子供の頃、プラモデルを作るのが好きだった。
説明書を見ながら部品を丁寧にちぎり取り接着していく。
接着剤のシンナー臭が心地よかった。
プラモデルを作っている時だけは夕食も好きなテレビも忘れて没頭できた。
接着剤がはみ出したりシールが破けたりしている所もあるけど、自分で一から作り上げた時の満足感は最高だった。
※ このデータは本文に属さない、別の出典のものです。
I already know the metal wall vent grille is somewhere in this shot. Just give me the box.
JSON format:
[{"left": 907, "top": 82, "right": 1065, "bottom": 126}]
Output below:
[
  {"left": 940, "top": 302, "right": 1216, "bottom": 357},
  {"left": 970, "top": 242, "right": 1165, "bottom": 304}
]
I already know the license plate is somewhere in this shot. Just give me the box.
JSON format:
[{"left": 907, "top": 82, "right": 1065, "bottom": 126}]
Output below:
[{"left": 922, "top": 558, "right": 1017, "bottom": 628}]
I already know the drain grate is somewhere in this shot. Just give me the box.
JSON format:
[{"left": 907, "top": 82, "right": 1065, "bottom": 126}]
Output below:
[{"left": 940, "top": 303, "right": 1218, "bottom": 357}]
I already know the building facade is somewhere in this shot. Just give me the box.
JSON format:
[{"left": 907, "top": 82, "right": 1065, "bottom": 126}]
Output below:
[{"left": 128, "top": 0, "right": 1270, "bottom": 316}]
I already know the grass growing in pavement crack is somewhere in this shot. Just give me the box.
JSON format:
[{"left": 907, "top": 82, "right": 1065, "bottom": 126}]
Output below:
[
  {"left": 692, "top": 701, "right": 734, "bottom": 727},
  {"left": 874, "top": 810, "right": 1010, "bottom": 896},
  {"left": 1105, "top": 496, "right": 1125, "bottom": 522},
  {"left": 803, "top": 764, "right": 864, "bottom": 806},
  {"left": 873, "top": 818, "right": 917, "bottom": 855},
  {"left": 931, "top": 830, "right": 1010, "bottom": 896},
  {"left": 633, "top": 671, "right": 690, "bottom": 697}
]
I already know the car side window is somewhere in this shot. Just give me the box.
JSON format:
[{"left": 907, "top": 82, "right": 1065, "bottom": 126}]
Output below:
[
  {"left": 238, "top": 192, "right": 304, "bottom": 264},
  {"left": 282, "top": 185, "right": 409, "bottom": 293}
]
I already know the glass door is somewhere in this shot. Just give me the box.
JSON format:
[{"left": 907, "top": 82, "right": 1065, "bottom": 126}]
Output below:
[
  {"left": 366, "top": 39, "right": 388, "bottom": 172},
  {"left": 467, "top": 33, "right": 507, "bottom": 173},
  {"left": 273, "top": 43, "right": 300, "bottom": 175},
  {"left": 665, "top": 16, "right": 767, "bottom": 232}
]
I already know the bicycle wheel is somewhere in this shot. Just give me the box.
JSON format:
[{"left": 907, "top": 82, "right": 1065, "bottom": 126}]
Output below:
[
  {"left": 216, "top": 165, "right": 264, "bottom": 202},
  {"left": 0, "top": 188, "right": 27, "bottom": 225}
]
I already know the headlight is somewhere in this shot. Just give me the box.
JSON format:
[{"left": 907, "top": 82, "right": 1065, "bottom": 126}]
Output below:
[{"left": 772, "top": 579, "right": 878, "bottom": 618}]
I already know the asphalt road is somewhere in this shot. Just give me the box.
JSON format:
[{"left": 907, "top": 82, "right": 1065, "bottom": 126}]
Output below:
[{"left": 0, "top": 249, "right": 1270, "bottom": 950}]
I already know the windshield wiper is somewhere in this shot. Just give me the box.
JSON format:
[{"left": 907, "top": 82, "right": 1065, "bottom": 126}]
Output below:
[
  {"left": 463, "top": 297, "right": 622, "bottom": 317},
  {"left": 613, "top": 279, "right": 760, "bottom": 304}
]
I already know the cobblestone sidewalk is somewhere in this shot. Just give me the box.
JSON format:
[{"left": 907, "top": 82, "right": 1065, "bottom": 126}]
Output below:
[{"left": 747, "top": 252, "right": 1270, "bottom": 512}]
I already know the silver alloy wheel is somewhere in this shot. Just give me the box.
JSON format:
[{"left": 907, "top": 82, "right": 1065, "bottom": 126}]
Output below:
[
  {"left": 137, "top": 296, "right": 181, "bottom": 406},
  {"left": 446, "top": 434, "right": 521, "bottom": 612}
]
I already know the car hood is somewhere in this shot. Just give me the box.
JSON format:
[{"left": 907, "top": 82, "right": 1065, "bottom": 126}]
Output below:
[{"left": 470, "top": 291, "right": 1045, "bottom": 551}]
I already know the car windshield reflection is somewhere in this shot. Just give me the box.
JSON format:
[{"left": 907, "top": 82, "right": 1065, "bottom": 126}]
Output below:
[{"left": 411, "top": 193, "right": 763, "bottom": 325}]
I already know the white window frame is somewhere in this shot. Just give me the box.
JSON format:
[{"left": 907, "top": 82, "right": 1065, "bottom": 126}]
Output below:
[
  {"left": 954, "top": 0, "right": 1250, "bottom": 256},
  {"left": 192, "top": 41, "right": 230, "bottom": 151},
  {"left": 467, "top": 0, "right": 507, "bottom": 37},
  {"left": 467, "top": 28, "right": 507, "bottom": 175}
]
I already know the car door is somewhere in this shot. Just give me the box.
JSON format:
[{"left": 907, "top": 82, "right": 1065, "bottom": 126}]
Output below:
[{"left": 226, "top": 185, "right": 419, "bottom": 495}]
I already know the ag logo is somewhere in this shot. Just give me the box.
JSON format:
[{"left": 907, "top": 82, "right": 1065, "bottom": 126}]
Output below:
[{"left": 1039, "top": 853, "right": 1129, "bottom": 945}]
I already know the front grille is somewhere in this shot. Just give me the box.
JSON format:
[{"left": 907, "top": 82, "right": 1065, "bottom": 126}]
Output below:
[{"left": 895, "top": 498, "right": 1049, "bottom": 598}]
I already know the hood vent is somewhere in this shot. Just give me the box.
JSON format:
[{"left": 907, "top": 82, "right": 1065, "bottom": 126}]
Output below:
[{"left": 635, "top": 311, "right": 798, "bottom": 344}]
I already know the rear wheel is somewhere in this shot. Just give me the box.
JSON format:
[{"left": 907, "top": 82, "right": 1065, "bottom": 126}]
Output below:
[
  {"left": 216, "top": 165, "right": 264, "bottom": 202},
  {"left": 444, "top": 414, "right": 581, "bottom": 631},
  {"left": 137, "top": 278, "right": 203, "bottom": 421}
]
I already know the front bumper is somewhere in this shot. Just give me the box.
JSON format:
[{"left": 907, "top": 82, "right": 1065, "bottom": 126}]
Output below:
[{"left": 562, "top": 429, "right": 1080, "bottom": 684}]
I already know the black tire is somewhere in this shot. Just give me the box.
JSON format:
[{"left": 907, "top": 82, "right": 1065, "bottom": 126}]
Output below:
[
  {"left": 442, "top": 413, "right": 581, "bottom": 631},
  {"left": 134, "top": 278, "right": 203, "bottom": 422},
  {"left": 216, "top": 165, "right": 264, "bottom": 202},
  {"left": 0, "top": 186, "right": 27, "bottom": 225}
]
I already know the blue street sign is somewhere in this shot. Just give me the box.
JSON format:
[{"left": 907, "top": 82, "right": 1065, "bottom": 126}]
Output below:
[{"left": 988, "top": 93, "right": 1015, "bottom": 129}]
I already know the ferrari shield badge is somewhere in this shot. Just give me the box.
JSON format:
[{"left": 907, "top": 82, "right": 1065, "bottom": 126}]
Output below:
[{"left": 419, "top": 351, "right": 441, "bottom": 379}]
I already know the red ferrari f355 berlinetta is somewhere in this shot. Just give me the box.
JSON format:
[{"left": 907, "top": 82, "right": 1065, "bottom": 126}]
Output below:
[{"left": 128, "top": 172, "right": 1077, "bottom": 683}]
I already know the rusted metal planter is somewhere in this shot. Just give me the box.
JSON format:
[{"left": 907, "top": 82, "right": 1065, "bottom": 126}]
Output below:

友達が何千円もする大きな戦車のプラモデルを親戚のお兄ちゃんに作ってもらったと自慢していたが、全く羨ましくなかった。
完成品が欲しいのじゃない。
自分で作る過程が好きなのだ。
***
化学メーカーの研究所に就職した。
自分で一から実験系を立ち上げて、データを収集して解析するのは面白かった。
自分に合っているなと思った。
社内の賞をもらったり、学会で発表したりした。
同期の中でも一番に課長に昇進した。
管理職研修で講師から課長は何をするか教育された。
マネジメントらしい。
わかっちゃいるけど実験は止められなかった。
管理業務の傍らで実験を継続していた。
***
ある日、上司に呼ばれた。
「君の仕事は部下のマネジメントなのだから、自分で実験するのではなくて、部下を使って組織を回していきなさい。」
「はい…。わかりました…。」
自分は研究でキャリアを積んできたのに、急にマネジメントをやれと言われてもなぁ。
付け焼刃でドラッカーなんかを読んでみても具体的に何をやればいいかよくわからない。
やっているのは、部下の成績評定と予算管理くらいで、あとは朝から晩まで会議ばかりだ。
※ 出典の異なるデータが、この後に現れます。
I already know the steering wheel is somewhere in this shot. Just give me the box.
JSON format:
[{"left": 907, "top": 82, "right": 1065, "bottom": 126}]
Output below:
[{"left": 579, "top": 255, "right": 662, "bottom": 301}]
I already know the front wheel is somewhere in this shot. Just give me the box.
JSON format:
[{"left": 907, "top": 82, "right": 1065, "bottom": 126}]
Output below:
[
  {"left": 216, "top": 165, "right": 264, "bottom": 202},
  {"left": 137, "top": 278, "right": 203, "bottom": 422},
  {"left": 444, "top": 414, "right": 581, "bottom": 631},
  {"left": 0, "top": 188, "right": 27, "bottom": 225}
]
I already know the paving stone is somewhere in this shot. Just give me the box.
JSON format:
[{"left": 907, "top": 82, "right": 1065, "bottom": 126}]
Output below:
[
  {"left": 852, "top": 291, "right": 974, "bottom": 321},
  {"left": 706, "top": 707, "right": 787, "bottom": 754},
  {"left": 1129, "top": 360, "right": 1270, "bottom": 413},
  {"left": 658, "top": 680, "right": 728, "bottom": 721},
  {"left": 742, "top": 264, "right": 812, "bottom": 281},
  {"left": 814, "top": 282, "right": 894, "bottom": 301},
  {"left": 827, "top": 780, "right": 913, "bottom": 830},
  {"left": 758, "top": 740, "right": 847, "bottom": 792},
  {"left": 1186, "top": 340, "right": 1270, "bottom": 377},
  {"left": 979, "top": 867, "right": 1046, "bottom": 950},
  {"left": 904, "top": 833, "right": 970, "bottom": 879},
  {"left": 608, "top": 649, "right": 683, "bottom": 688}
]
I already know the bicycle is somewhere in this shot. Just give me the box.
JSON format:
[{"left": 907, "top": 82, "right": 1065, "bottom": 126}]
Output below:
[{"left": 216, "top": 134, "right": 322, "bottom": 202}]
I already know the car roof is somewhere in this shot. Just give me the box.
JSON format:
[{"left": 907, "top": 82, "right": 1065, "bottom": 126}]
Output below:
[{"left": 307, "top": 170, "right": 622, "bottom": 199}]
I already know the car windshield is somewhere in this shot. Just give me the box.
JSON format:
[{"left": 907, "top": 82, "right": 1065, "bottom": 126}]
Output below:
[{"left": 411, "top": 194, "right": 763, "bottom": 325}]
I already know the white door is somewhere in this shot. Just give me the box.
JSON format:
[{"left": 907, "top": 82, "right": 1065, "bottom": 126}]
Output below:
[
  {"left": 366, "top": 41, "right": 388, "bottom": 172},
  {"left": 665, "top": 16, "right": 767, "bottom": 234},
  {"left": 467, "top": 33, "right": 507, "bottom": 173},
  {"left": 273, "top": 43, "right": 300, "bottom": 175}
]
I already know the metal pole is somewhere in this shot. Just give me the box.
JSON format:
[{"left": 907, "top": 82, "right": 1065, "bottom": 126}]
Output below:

来る日も来る日もデスクに座り、エクセルやパワーポイントで資料を作る日々だ。
これが本来のマネジメントなのだろうか?
***
管理職になって数年経ち、なんとなく自分の限界も見えてきた。
このまま行っても部長止まりだな、奇跡が起きれば平取くらいにはなれるかな?
まあ仕方ないか、サラリーマンだもんな。
ある日、人事部に呼ばれた。
暗に早期退職しろということだった。
会社の業績は落ちていたし、最近は業績が良いうちにリストラする企業も増えていたから、なんとなく予想はしていた。
給料だけ高くて使えないバブル社員のリストラだ。
「会社は転職を全面的にサポートするので、社外でも通用するあなた独自のスキルを身に付けてください。」だって。
おいおい、勘弁してくれよ!
俺だって実験や研究なら今の若いやつらに負けないし、給料以上の成果を上げる自信はあるぞ。
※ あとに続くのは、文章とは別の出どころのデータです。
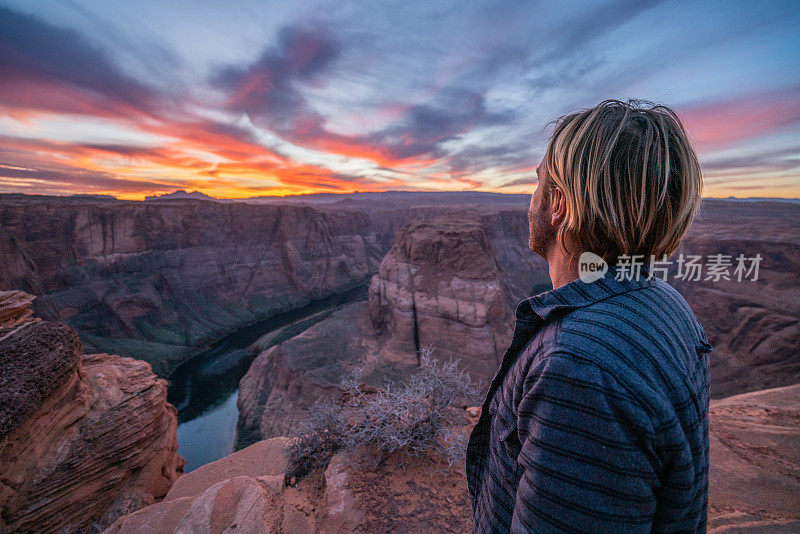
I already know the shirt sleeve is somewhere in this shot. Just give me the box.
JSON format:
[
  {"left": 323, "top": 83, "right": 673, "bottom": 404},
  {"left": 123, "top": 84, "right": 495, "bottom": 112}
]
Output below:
[{"left": 511, "top": 353, "right": 658, "bottom": 532}]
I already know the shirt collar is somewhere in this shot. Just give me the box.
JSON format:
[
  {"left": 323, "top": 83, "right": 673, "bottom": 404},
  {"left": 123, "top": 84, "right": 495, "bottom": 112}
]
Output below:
[{"left": 516, "top": 265, "right": 656, "bottom": 322}]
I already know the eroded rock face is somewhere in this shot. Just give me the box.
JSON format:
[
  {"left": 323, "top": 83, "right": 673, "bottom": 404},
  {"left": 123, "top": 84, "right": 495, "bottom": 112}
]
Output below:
[
  {"left": 237, "top": 214, "right": 548, "bottom": 446},
  {"left": 105, "top": 426, "right": 471, "bottom": 534},
  {"left": 369, "top": 216, "right": 513, "bottom": 376},
  {"left": 709, "top": 384, "right": 800, "bottom": 533},
  {"left": 106, "top": 385, "right": 800, "bottom": 534},
  {"left": 0, "top": 200, "right": 389, "bottom": 376},
  {"left": 0, "top": 322, "right": 184, "bottom": 532}
]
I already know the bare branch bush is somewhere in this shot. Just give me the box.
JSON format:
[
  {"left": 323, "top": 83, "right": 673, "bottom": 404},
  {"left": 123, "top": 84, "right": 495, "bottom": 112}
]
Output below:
[{"left": 286, "top": 348, "right": 479, "bottom": 483}]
でも、おまえらがキャリアに関係なく、金太郎飴みたいな管理職を増産してスキルを奪い取ったんじゃないか。
と言っても、後の祭りか。
今じゃ、何のスキルもやりたいこともないなぁ。
これもみんな自己責任なんだろうな。
居室に戻ると、若い研究員が数人集まって議論していた。
横を通り過ぎる時、ツーンとシンナーの良い匂いがした。